Apart from the above issues, rising raw material prices, low awareness regarding FTAs (free trade agreements) are some of the factors that also affect the exporting community.

Any solutions you have proposed?

Most of these exporters are MSMEs and have limited resources. Hence, we have made some suggestions to the government such as requesting more containers for the US and the UK, roping in inland waterways and extending PLI scheme for container manufacturing.

We are already in discussion with the government regarding these issues and are hopeful of a solution soon.

What is the status of MEIS (merchandise exports from India scheme) benefits from the Centre?

The government has still not cleared the outstanding dues under MEIS to the tune of ₹35,000 crore. The engineering industry has not been able to claim the benefits for FY20 and April-December 2020 (remaining part of calendar year 2020) which is affecting their access to capital.

How do you see the new RoDTEP scheme?

The newly-announced RoDTEP scheme has not included key input sectors such as iron and steel within its purview.

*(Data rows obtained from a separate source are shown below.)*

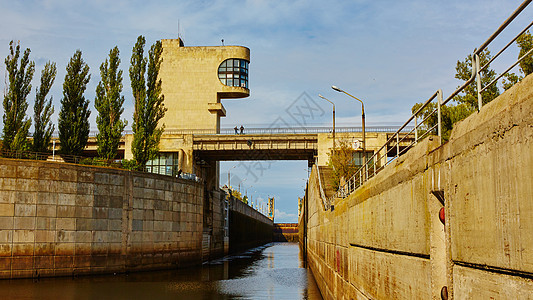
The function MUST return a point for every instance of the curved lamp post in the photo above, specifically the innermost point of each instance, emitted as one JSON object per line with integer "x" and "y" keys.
{"x": 333, "y": 119}
{"x": 363, "y": 122}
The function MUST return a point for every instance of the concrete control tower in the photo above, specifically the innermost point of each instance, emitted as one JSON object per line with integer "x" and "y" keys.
{"x": 194, "y": 81}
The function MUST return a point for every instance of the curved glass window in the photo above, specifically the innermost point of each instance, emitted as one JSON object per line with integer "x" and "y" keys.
{"x": 234, "y": 72}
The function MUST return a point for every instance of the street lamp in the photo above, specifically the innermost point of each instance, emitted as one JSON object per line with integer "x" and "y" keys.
{"x": 333, "y": 119}
{"x": 229, "y": 185}
{"x": 240, "y": 184}
{"x": 363, "y": 118}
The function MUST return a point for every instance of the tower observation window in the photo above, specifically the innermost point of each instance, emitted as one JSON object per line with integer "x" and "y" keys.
{"x": 234, "y": 72}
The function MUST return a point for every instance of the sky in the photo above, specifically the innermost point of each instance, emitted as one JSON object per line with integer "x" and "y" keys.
{"x": 390, "y": 54}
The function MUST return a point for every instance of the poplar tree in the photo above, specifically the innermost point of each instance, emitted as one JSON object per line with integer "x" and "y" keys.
{"x": 149, "y": 106}
{"x": 469, "y": 95}
{"x": 43, "y": 110}
{"x": 74, "y": 114}
{"x": 108, "y": 103}
{"x": 16, "y": 125}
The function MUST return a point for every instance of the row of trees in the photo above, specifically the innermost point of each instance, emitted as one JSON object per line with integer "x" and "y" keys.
{"x": 73, "y": 122}
{"x": 465, "y": 103}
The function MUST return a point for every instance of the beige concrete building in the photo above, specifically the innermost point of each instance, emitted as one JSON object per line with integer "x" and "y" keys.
{"x": 196, "y": 79}
{"x": 194, "y": 82}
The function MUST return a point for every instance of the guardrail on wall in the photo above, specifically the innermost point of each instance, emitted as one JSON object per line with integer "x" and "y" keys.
{"x": 420, "y": 121}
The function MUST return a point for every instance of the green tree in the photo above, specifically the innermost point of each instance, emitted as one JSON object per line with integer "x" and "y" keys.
{"x": 149, "y": 106}
{"x": 509, "y": 80}
{"x": 469, "y": 95}
{"x": 16, "y": 124}
{"x": 450, "y": 114}
{"x": 525, "y": 43}
{"x": 74, "y": 114}
{"x": 465, "y": 103}
{"x": 43, "y": 110}
{"x": 342, "y": 163}
{"x": 108, "y": 103}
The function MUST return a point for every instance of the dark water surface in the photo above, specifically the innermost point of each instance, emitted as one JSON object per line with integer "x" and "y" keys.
{"x": 274, "y": 271}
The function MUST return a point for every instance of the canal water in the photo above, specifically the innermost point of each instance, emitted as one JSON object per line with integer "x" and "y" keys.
{"x": 273, "y": 271}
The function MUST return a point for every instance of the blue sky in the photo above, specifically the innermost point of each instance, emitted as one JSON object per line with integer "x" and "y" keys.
{"x": 391, "y": 54}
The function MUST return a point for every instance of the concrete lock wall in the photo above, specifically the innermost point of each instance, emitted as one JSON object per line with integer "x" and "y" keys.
{"x": 60, "y": 219}
{"x": 385, "y": 241}
{"x": 247, "y": 227}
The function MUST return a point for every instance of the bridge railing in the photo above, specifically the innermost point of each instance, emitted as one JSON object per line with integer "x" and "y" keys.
{"x": 285, "y": 130}
{"x": 263, "y": 130}
{"x": 426, "y": 120}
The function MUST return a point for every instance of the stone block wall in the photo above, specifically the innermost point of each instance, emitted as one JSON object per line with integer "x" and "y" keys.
{"x": 385, "y": 241}
{"x": 247, "y": 227}
{"x": 60, "y": 219}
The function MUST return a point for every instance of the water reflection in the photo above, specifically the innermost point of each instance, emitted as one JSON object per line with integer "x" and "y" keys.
{"x": 274, "y": 271}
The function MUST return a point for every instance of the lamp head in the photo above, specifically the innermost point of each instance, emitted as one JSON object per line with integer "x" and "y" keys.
{"x": 337, "y": 89}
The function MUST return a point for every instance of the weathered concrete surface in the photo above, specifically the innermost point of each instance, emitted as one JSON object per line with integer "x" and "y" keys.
{"x": 247, "y": 227}
{"x": 385, "y": 241}
{"x": 59, "y": 219}
{"x": 285, "y": 232}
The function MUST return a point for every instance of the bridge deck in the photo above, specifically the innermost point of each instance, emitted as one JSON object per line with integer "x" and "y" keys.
{"x": 256, "y": 147}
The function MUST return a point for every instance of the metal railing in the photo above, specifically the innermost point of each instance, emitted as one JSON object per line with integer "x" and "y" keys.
{"x": 285, "y": 130}
{"x": 427, "y": 119}
{"x": 325, "y": 201}
{"x": 261, "y": 130}
{"x": 83, "y": 160}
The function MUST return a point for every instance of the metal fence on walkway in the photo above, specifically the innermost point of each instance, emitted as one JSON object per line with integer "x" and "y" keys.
{"x": 427, "y": 120}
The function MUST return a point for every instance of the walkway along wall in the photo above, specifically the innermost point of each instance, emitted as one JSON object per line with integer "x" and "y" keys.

First of all, iron and steel are key inputs in the sector for major engineering manufactures. The embedded taxes within the production of iron and steel sector are important to finally determine the RoDTEP rates of many final engineering products.

Moreover, the iron and steel sector not only constitutes major primary steel producers, but they also consist of a number of secondary steel producers who are mostly MSMEs. These exporters previously used to get MEIS benefit. Therefore not covering them under the purview of RoDTEP scheme is bound to affect their competitiveness.

Even the rates which have been announced (under RoDTEP) are extremely low and insufficient to compensate for the embedded taxes in export production.

All these have led to scepticism among India’s exporters regarding staying competitive in the global market.